Sonia Faleiro (Illustration: Saurabh Singh)
ONE MAY DAY in 2014, two teenage girls were found hanging from a mango tree in Uttar Pradesh’s Katra village. Family members last saw the cousins—belonging to the Shakya caste—the previous night before they went to relieve themselves in the nearby fields. They never returned. The discovery of the dead bodies the next day led to speculations of gangrape and murder. Hitting the headlines shortly after Narendra Modi first came to power, this became known as the Badaun case.
It seemed like the same old story wrapped up in a new headline; India was the worst place to be a woman.
Three men, from the more powerful Yadav caste, were initially arrested, along with two policemen. The victims’ family also alleged the police had initially shown little interest in finding the girls when reported missing.
Old caste dynamics became a primary fissure against which to first read the events.
The crime scene also became the heart of a spectacle, the village a staging ground for politicians keen to amass quick capital. The prime minister weighed in. Old statistics on India as a rape capital were dredged up. The story had metastasized from local horror to national tragedy.
By the time London-based writer and journalist Sonia Faleiro arrived in 2015, the actual events were deep in the past. But the long tail of the aftermath meant that much remained to be unfurled. Faleiro, who previously wrote Beautiful Thing: Inside the Secret World of Bombay’s Dance Bars (2010), on Mumbai’s bar dancers, spent four years working on this book. And it shows. Not a slapdash in-and-out approach, but a careful, deeply reported story drawing in a plethora of voices and from a mountain of documents, The Good Girls: An Ordinary Killing is a feat of narrative reporting. Faleiro expertly reconstructs both the incident itself, and everything that follows; the prevarications, the rumours, the tangle of mistruths and half-truths.
The result is both a richly damning account of social mores and gender norms as it is of botched police conduct. Here, a former sweeper can conduct an autopsy and valuable evidence can lie unattended for hours.
Gangrape? Possible. Honour killing? Also, possible. At first it seems like familiar ground: the bad old rural north as the epicentre of violence where impoverished social conditions can result in deadly life chances for women. But while this jaded assumption about India seems like the book’s starting point, it unfolds in variegated and unexpected ways.
Perhaps you recall from news reports how the episode unravelled, but I did not. So I won’t say much more.
‘True crime’ as a genre is relatively new to India, but the output has been uneven and few titles have left a mark. In the West though, the category has become tainted by charges of cheap titillation and needless prurience.
Good Girls might be classed as true crime, given the unexplained deaths at the heart of the book. But while it moves with the stealth and speed of a thriller, it is so much more than a
crime story, and by the end, not really what we expected it to be at all.

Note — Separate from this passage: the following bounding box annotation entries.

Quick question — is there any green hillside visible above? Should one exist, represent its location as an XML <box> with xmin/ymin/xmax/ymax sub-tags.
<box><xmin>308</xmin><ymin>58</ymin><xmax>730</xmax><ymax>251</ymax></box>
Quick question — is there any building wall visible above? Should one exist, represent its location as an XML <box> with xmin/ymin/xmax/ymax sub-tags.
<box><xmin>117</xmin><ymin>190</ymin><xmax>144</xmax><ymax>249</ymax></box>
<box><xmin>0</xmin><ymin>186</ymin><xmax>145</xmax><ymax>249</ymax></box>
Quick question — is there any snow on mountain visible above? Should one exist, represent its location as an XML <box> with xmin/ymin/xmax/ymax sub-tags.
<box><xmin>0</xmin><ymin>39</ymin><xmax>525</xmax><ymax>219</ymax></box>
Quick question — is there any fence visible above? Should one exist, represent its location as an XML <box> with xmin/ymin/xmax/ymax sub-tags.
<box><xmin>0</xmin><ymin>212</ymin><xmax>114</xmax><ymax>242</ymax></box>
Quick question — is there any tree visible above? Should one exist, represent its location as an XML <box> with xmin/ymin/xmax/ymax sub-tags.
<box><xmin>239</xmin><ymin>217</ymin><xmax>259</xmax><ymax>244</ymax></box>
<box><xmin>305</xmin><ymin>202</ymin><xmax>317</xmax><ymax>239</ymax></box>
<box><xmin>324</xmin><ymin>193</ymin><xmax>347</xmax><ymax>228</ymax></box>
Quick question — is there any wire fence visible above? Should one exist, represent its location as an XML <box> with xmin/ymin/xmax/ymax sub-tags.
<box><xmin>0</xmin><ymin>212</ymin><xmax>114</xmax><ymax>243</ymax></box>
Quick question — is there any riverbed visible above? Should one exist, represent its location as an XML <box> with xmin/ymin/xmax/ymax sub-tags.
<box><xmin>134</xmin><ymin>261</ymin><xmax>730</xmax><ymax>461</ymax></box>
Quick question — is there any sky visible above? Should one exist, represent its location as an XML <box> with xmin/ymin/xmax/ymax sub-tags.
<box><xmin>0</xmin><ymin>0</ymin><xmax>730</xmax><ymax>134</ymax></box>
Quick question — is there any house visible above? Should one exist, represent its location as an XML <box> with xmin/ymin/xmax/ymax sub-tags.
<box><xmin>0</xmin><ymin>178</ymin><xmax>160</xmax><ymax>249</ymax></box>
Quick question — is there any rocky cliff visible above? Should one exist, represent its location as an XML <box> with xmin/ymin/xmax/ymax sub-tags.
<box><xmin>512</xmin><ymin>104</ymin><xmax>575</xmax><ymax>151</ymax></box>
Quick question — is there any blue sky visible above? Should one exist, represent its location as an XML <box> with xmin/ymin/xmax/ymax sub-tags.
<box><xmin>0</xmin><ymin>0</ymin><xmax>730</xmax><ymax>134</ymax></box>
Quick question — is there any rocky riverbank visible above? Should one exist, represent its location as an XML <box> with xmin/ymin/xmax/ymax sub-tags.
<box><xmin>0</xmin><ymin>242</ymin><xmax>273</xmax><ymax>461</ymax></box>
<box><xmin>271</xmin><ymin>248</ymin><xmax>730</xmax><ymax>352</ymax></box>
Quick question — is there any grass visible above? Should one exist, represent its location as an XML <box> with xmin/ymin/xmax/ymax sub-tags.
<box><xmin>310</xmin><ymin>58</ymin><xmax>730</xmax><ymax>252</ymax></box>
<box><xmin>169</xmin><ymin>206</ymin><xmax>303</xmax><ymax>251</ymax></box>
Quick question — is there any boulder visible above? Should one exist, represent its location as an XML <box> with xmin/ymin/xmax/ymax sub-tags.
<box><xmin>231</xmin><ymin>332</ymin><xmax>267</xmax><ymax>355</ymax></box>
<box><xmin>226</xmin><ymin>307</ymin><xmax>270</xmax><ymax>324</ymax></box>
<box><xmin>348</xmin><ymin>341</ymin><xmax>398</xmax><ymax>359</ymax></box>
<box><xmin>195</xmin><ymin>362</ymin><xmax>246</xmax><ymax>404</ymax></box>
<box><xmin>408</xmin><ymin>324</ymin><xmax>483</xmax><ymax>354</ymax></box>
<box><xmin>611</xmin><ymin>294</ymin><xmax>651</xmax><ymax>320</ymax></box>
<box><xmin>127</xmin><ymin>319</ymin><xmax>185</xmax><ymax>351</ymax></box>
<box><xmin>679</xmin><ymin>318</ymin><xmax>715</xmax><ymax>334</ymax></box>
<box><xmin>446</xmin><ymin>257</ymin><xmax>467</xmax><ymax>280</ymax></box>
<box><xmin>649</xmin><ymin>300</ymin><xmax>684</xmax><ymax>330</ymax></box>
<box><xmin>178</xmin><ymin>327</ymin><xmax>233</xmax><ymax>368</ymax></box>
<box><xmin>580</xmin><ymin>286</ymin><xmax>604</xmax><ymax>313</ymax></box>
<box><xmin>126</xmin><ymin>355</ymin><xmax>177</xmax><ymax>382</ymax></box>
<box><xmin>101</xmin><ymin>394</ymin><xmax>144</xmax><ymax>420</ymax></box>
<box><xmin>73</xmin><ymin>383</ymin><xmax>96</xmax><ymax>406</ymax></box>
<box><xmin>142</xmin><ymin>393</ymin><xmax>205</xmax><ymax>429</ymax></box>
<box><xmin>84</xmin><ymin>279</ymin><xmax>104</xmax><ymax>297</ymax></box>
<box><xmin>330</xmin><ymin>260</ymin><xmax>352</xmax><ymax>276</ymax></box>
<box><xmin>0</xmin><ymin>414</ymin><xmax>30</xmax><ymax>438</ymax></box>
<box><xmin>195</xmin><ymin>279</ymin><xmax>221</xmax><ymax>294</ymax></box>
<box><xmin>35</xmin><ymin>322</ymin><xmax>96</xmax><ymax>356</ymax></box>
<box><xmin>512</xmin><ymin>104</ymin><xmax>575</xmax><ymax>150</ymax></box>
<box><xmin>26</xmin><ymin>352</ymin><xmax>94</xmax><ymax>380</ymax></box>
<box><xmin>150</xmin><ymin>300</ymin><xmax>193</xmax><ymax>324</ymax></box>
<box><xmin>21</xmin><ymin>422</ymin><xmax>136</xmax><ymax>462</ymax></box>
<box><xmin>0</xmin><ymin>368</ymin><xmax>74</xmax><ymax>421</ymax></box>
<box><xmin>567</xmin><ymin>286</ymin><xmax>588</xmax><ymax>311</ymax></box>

Sensitivity and close attention mark the storytelling and a determinedness grounds the reporting in ways that distinguish it from some of its lesser genre cousins. Accuracy does not suffer at the hands of pace, nor is ambiguity flattened.
There is one grating tic though. Too often the original Hindi quotes are used, then repeated in an English translation. For instance, we are told more than once of the ‘promise of ‘achhe din’, ‘good days’’. Or formulations such as ‘Bheed kafi hai,’ Ram Vilas muttered… There is quite a crowd.’ Clearly this is meant to appeal to a non-Hindi speaking, probably global audience but the repetition and intermittent tone of Indiasplaining feels jarring at times. Still this is a minor quibble in a remarkable piece of nonfiction.